Now, candidates are ultimately responsible for what they say, even off-hand and in jest, and for what they raise as “issues”, but there is no doubt that the real lowering of the Virginia campaign was accomplished largely by the press (the Washington Post especially) and the candidates’ campaign advisors. Sadly, the public never gets a chance to defeat THEM.

So I want to offer some sympathy for the whole tribe of candidates, regardless of party. Running for office is an act of ego assertion, of course, but it also is a wonderful gift to our free society. Representative democracy is an analogue of the free market economy where, following Adam Smith, the selfish interests of the individual wind up benefiting the general good. What would we do without candidates who are willing to offer themselves up for scrutiny and evaluation? If they didn’t give us choices, we would be stuck with self-perpetuating officials we couldn’t change.

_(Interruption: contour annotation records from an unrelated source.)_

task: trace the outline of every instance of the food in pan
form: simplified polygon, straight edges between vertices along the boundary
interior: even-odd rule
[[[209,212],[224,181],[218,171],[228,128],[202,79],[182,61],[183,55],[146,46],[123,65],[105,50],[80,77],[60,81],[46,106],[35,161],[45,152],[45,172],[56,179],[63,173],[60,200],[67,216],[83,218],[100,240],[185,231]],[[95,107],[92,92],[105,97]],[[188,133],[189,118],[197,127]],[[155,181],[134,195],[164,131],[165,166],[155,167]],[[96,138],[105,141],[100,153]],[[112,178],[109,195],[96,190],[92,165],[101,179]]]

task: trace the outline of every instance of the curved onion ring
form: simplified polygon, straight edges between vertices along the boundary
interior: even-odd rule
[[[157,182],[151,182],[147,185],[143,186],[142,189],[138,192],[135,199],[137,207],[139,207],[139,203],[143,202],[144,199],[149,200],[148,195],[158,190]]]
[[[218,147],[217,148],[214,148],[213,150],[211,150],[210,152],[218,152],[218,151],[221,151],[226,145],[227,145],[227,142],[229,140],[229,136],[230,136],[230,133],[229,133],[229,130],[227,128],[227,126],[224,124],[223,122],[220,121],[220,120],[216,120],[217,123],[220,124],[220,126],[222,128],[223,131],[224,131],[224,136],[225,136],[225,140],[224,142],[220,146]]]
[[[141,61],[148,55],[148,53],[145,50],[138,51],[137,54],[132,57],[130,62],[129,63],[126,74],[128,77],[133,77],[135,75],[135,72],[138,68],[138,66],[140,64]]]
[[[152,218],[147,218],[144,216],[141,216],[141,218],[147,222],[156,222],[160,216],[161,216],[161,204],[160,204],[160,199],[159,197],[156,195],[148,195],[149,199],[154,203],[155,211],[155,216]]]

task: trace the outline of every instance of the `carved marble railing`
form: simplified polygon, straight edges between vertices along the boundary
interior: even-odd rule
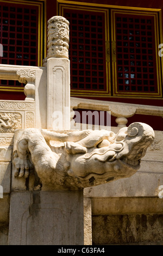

But in many ways the utility, if not the nobility, of the politician is hidden by the built-in conflicts of the selection process itself. Unlike actors in the economy, politicians almost always must tell the voters not only why their “product” (their candidacy) is good, but also why they are better than the competition. In practice, they must harp on the real or exaggerated flaws of the other side. That doesn’t happen in most economic choices because companies have learned not to trash the competition, not by name anyhow. Doing so could hurt one’s own brand in the long term, and (unlike the few weeks or months of a political race) it is the long term that determines success in the economic marketplace.

Candidates, too, would rather not disparage their opponents—who would?--and would not do so if they could win otherwise. See a candidate who says nothing bad about his opponent and you are witnessing a race that, de facto, has already been won. Can you imagine job seeking in the private sector if it was expected that you would run down the other job candidates and do so in public? Facing the institutional imperative to “go negative,” many of us will not even think of entering politics as a candidate.

It’s even more remarkable that some politicians prove virtuous when one realizes that that virtue is refined in the heat of real world conflict. Some handle temptation better than others, clearly. Many fail, including several sad reprobates who stooped to the sale of their offices this past year or so and wound up in court, and then in jail. Many more, however, are falsely charged or are pilloried for failings that, post-election, quickly shrink in media notice. (Maybe the media would have covered the obviously planned revelation of Rep. Foley’s dirty emails to pages if it had been made a year after the congressman retired from office. Maybe not, too, but there is no way in the latter instance that it would have been on the front pages of the national press for weeks—as it was.)

In short, scandals sometimes are valid, and often are not. Some are contrived. We all know the popular assumption in the statement, “Where there’s smoke, there’s fire.” But as a congressman I know sagely remarks, “In Washington, where there’s smoke there’s often a smoke machine.” It is arduous simply to operate in such an environment.

So, give the political candidates their due.

And what they are due, losers as well as winners, is a genuine thank you for offering themselves for public service. We need them all to assure the competition that makes democracy credible.